The map below gives you the key transport points for getting to the Mosel.



AirportsMosel key transport

  1. Amsterdam
  2. London various
  3. Paris
  4. Frankfurt Hahn
  5. Frankfurt
  6. Brussels
  7. Luxembourg

Ferry Ports

See Ferries below.

Bike Route

The green marker.



There are many ferry options from the UK and Republic of Ireland.

  • Eire 
    • Rosslaire (Q) to Le Havre (M) or Cherbourg (N)
  • South Eastern England
    • Dover (E) to Calais (L) or Dunkerque (L) 
    • Newhaven (E) to Dieppe (L)
    • Harwich to the Hook of Holland
    • Ramsgate to Ostend
  • South Western England  
    • Plymouth (I) to Roscoff (P)  
    • Portsmouth (F) to St Malo (O), Caen, Le Havre (M) and Cherbourg (N)
    • Poole (G) to Cherbourg (N) and St Malo (O)
    • Weymouth to St Malo (O)
  • Northern England
    • Hull (B)  to Zeebrugge (J) (overnight)
    • Hull (B) to Rotterdam (C) (overnight)
    • Newcastle (A)  to Amsterdam (C) (overnight)
    • All these make great starts to any holiday as the tedious car drive down through England is replaced by a night time ferry journey.  P&O make the Hull trip very enjoyable.

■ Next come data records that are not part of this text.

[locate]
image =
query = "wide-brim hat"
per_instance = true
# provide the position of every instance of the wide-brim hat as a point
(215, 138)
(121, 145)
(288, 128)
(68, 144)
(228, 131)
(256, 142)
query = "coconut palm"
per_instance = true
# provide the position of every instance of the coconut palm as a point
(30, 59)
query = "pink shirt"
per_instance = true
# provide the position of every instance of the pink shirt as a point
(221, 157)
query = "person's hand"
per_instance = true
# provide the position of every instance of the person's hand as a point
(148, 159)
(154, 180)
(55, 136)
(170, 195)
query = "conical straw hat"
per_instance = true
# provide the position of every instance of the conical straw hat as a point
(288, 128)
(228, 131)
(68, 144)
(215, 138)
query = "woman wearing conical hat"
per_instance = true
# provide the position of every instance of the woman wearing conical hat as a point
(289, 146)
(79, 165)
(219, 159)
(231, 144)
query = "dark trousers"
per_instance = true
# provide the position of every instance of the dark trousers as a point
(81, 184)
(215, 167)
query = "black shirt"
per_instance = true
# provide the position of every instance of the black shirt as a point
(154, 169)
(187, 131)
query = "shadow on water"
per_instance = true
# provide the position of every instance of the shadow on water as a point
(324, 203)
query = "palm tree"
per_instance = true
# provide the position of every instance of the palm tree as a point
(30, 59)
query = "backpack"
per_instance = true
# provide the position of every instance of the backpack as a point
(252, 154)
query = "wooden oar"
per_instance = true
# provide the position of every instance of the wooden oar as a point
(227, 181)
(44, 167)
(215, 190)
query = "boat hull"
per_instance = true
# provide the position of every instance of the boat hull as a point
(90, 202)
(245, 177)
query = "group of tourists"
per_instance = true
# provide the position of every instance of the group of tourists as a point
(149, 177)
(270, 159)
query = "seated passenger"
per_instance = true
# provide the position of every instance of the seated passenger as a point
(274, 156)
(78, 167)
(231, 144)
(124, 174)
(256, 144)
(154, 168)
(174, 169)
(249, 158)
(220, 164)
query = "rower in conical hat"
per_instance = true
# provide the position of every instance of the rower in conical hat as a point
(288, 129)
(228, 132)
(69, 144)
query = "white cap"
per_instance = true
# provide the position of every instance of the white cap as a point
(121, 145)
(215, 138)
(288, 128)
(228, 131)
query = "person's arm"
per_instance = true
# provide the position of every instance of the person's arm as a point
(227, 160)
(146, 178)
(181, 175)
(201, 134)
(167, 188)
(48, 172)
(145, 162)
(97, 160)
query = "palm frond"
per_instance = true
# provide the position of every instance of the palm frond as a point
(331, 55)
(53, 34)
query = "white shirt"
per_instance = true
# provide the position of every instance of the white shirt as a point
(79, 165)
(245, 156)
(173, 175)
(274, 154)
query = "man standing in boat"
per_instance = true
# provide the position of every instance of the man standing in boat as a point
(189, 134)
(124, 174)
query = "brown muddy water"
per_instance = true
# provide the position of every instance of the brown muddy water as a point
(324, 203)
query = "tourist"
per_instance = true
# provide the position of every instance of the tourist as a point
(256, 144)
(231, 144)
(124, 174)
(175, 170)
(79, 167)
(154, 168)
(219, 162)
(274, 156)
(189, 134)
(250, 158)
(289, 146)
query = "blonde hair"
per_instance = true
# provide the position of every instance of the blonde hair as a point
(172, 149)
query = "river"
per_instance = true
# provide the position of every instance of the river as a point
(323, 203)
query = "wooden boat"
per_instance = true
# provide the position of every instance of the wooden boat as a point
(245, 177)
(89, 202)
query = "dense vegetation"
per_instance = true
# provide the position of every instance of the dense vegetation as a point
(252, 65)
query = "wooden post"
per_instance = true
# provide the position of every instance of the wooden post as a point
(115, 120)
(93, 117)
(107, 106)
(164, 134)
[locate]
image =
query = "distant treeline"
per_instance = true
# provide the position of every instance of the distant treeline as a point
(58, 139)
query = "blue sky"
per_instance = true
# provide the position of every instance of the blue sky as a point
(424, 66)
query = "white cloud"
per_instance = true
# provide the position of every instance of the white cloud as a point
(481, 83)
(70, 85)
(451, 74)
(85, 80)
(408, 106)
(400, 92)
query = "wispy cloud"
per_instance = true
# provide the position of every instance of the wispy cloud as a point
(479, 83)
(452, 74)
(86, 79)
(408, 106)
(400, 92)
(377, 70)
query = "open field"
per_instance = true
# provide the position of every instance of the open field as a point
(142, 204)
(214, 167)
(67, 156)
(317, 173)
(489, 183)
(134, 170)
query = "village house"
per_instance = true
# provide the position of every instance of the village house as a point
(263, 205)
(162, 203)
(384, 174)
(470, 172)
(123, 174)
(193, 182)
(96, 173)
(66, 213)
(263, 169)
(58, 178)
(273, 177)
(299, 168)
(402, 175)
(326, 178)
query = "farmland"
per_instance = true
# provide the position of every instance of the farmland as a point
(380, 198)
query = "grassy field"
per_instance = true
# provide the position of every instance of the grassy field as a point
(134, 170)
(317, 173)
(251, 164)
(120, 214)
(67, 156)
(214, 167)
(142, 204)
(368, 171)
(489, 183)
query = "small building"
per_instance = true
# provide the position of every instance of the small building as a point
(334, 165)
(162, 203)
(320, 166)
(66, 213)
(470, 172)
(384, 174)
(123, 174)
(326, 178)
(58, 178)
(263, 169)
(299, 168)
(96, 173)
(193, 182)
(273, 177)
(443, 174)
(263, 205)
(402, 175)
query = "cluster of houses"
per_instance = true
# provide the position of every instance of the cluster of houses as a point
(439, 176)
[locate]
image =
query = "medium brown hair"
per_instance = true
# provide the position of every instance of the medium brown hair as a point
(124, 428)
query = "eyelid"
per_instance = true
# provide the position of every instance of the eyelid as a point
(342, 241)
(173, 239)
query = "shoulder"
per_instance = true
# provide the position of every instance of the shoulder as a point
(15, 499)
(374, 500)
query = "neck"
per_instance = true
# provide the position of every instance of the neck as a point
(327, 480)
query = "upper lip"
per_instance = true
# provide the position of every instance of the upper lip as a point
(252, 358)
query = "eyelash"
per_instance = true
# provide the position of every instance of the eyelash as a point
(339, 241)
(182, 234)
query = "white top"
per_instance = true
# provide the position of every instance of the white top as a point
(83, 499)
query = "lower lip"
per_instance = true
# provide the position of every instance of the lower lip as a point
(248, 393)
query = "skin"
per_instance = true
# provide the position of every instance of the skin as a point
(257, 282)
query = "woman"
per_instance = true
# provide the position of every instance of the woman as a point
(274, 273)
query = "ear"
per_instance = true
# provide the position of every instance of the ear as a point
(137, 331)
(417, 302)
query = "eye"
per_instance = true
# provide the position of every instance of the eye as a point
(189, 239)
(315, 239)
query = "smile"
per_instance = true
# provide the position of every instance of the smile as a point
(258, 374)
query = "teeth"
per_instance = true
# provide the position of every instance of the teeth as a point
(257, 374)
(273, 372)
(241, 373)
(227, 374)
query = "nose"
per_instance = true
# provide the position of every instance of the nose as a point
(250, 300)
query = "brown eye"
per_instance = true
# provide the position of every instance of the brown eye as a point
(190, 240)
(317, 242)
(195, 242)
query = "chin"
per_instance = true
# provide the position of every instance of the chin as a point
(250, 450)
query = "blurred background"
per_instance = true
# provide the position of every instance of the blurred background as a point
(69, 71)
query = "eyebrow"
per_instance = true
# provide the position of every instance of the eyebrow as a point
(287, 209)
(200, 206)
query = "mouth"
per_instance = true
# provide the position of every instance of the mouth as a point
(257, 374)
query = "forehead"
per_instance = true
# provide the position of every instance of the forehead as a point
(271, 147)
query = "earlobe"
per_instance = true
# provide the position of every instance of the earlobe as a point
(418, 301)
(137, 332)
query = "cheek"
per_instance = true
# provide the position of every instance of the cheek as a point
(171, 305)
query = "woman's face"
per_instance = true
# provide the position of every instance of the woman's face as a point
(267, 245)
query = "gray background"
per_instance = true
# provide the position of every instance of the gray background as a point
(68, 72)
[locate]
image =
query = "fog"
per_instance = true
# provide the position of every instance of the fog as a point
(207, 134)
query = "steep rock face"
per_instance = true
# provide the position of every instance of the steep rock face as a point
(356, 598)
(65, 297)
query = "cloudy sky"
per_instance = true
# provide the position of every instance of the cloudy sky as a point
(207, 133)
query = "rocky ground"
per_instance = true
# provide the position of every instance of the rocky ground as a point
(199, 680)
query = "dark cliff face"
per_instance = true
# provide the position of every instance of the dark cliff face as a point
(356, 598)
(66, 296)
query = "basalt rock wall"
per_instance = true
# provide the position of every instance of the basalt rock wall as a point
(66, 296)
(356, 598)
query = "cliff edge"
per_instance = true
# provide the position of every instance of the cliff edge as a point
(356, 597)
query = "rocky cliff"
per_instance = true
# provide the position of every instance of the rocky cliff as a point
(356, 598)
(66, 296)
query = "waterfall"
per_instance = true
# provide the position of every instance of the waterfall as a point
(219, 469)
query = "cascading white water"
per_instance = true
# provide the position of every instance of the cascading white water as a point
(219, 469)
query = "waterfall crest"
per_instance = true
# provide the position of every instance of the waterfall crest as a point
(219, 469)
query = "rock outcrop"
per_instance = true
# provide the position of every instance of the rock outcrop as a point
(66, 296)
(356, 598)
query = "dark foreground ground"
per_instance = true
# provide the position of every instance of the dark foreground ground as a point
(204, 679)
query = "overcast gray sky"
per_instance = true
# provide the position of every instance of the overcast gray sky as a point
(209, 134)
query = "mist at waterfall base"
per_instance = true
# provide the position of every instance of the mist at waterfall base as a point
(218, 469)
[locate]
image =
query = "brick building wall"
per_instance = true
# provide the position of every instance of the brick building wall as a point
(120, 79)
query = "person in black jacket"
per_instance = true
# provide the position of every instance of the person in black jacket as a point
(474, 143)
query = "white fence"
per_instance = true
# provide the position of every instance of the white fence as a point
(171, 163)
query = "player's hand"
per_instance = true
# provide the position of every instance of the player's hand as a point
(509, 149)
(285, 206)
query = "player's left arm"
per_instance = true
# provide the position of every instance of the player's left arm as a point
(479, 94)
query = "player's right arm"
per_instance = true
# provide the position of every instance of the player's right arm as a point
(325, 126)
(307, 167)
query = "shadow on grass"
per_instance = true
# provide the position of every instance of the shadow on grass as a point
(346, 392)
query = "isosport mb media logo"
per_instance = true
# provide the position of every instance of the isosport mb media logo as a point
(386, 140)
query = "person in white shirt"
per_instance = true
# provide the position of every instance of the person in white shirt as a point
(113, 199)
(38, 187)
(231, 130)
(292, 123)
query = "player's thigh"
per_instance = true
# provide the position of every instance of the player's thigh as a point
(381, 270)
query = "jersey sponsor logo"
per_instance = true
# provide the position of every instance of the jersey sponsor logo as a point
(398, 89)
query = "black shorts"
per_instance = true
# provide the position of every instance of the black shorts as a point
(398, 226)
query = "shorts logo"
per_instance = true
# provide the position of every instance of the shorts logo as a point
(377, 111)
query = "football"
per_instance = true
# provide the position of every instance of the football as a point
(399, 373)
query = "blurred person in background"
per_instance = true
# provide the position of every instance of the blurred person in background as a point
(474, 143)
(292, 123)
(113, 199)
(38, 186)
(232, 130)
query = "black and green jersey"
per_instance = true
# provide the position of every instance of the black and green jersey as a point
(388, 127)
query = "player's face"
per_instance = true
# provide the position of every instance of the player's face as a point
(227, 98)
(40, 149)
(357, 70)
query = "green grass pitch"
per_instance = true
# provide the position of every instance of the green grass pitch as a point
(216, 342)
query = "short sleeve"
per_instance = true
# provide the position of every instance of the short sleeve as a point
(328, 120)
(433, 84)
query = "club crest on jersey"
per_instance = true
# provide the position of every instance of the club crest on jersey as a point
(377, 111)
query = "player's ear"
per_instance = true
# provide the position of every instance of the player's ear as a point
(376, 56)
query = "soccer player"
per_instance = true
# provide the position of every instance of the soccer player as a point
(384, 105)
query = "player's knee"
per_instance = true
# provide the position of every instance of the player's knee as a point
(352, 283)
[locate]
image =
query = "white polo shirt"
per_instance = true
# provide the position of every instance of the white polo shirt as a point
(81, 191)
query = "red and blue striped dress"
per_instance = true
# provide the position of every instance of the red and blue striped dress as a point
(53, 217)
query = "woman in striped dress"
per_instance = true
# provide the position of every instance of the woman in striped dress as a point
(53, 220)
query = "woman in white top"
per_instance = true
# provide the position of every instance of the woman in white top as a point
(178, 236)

We like travelling by P&O and DFDS Seaways, and booking direct often gives you a good price.  For other routes we have found Direct Ferries to be a reliable ferry booking agent.
If you want to take your car in the tunnel under the Channel then use Eurotunnel.




The rules vary by country and you should double check current requirements before setting off.  If you are a member of a motoring organisation, it should be able to provide up to date information, as should the national tourist board web sites, or see here.  At the time of writing, the most stringent requirements required for all of France, Germany, Belgium, the Netherlands and Luxembourg are:
  • carry your passport, driving licence, vehicle registration documents and certificate of insurance
  • display a country of origin sticker (GB etc) on the back of the car
  • use mobile phones only with "hands free" kit
  • children should sit in the back
  • all passengers should wear seat belts
  • fit beam converters to the head lights of a right hand drive vehicle
  • carry a warning triangle and spare light bulbs
It is mandatory in France (and spreading to other countries) to carry a reflective vest, fire extinguisher and first aid kit.
Fines are levied on the spot and must be paid in cash (Euros).